Dog Vocabulary Study Using Lexical Processing Shows Canines Understand What You're Saying
Dogs can understand what we're saying, this is according to a new study on dog vocabulary, titled Neural mechanisms for lexical processing in dogs, recently published in the journal Science. Of course, any dog owner will know this already, but now science has confirmed it. With humans, words are the basic building blocks of our different languages, but they are very rarely found in nonhuman vocal communications. But not so with dogs.
For the dog vocabulary study scientists in Hungary trained 13 dogs to lie still in a MRI scanner so they could monitor their brain activity when they were spoken to by their trainers. Phrases and words like “well done!,” "however," and “good boy” were said in cheery, praising tones or in a neutral voice.
They found that, much like how our own brains interpret language, the right side of the brain processes emotion while the left side deals with meaning. So, if the tone of voice is matched to the words, canines are able to understand human speech and form their own dog vocabulary. Or some of it anyway.
Lexical Processing Shows A Unique Dog Vocabulary
It has always been commonly thought that dogs can understand tone (as the video above demonstrates), so you could be saying something negative but if said in a happy intonation they would think it praise. But the lexical processing study shows that using the right words combined with the right intonation causes both hemispheres of dogs' brains to light up, showing they understand both meaning and tone.

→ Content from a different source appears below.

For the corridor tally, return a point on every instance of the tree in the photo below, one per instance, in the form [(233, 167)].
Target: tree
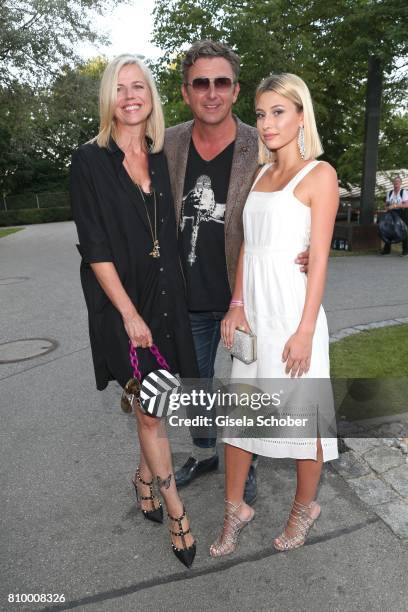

The head researcher of the study, Dr Attila Andics of Eötvös Loránd University, Budapest, said about dog vocabulary, “During speech processing, there is a well-known distribution of labor in the human brain. It is mainly the left hemisphere’s job to process word meaning, and the right hemisphere’s job to process intonation. The human brain not only separately analyses what we say and how we say it, but also integrates the two types of information, to arrive at a unified meaning."

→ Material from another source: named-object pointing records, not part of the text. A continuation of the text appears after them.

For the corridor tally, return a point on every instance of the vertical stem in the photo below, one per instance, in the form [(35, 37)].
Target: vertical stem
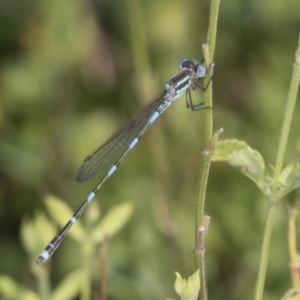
[(294, 256), (265, 251), (206, 153), (274, 197), (289, 109)]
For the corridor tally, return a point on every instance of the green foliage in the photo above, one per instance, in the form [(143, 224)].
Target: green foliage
[(72, 73), (187, 289), (250, 162)]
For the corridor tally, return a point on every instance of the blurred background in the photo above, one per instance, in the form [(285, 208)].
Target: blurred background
[(73, 72)]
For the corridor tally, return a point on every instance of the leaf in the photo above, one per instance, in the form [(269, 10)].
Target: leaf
[(240, 156), (188, 290), (62, 213), (69, 287), (12, 290), (112, 222)]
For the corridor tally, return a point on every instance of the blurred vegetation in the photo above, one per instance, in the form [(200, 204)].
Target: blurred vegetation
[(73, 72)]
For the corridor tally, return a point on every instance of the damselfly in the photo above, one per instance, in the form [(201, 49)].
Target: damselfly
[(114, 150)]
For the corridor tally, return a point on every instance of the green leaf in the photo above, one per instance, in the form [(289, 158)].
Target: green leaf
[(61, 213), (14, 291), (188, 290), (69, 287), (112, 222), (240, 156)]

Continuing, "Our findings suggest that dogs can also do all that, and they use very similar brain mechanisms. It shows that for dogs, a nice praise can very well work as a reward, but it works best if both words and intonation match. So dogs not only tell apart what we say and how we say it, but they can also combine the two, for a correct interpretation of what those words really meant. This is very similar to what human brains do."